Planned Parenthood Sues Over Ohio Telemedicine Abortion Ban
Planned Parenthood has sued to block as unconstitutional an Ohio law banning the use of telemedicine for medication abortions. The organization asked for immediate relief in a lawsuit filed against the Ohio Department of Health, the state Medical Board and prosecutors in the state's three largest counties. The law is set to take effect April 12. It would ban the administration of mifepristone via a telehealth appointment to medically induce an abortion. Supporters of the law argue a professional should be physically present to assure the woman's safety. Opponents say it is an unnecessary hurdle to obtaining a safe, legal abortion procedure.

Biden’s Infrastructure Plan Includes Major Ohio Rail Expansion
President Biden's proposed massive $2 trillion infrastructure plan includes funding to expand Ohio's railways. Cleveland.com reports Amtrak is proposing new and expanded routes through Cleveland and across the state. According to railway lobbying group All Aboard Ohio, Cleveland could expand from four trains per day up to 22. The plan also includes new rail service between Cleveland, Columbus, Dayton, and Cincinnati. Routes to Detroit and expanded service between Toledo, Pittsburgh, Buffalo, and New York City are also in the expansion plan. The House is expected to vote on the spending bill this summer.

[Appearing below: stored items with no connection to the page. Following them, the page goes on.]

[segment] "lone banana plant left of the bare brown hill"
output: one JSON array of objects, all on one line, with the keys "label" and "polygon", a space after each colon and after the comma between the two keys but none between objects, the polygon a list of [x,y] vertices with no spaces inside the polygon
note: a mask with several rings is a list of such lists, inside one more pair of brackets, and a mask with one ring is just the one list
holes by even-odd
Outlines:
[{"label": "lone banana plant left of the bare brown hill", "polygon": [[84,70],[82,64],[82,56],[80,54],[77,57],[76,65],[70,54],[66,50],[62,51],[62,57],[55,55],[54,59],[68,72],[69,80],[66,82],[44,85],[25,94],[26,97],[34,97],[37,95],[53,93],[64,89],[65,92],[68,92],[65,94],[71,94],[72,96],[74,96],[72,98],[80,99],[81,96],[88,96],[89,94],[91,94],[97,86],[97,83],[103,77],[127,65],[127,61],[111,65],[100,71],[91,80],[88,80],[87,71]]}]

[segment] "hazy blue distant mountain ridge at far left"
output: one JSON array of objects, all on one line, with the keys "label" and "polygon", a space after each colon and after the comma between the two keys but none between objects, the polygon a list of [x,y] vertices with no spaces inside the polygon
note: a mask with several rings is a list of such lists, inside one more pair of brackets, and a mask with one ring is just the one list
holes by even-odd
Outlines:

1,500 Vaccinated at Summit Co. Fairgrounds Over the Weekend
Summit County Public Health's mass vaccination clinic on Saturday saw 1,500 people get the one-shot Johnson and Johnson COVID-19 vaccine at the Summit County Fairgrounds. The Akron Beacon Journal reports after some early glitches, the clinic was running smoothly by midday. The clinic will continue this week at the fairgrounds with 6,500 shots planned between Wednesday and Sunday. Registrations for the clinic open today. For more information head to https://gettheshot.coronavirus.ohio.gov/. The Beacon reports more than 30% of County residents have started or completed the vaccination process, according to Summit County Public Health.

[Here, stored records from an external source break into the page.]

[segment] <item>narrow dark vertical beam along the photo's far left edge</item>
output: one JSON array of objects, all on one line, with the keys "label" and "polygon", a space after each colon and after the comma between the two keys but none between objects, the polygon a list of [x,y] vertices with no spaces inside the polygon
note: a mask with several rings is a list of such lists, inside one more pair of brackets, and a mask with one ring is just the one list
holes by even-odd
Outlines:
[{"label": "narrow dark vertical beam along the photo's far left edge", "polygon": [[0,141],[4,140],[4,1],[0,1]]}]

Cleveland Indians Tap Black Keys Rocker Carney as Drummer for Home Opener
The Indians are calling upon a pinch-drummer for their home opener. With long-time drumming fan John Adams recovering from heart surgery and unable to attend the home opener for the first time in 48 years, Black Keys drummer and life-long Indians fan Patrick Carney will fill in and pound away from the left-field bleachers during Monday's game against Kansas City. Carney said when he heard Adams was ill he contacted the Indians and offered to help. A rocking duo from Akron, The Black Keys — Carney and lead singer Dan Auerbach — have produced plenty of their own hits, such as "Lonely Boy," "Little Black Submarines" and 'Tighten Up."

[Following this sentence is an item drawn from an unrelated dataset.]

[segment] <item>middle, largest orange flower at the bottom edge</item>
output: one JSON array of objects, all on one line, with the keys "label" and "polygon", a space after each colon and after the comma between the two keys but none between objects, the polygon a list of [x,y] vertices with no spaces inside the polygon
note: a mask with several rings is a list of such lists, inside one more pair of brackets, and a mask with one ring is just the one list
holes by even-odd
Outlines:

Cleveland Indians Take on Kansas City in Home Opener
Cleveland's Progressive Field will welcome some fans into the stadium for the first time since the pandemic began. The Indians take on Kansas City in the season’s home opener. State health regulations cap seating at 30% of capacity. Cleveland is 1-2 on the season after splitting the first two games with Detroit.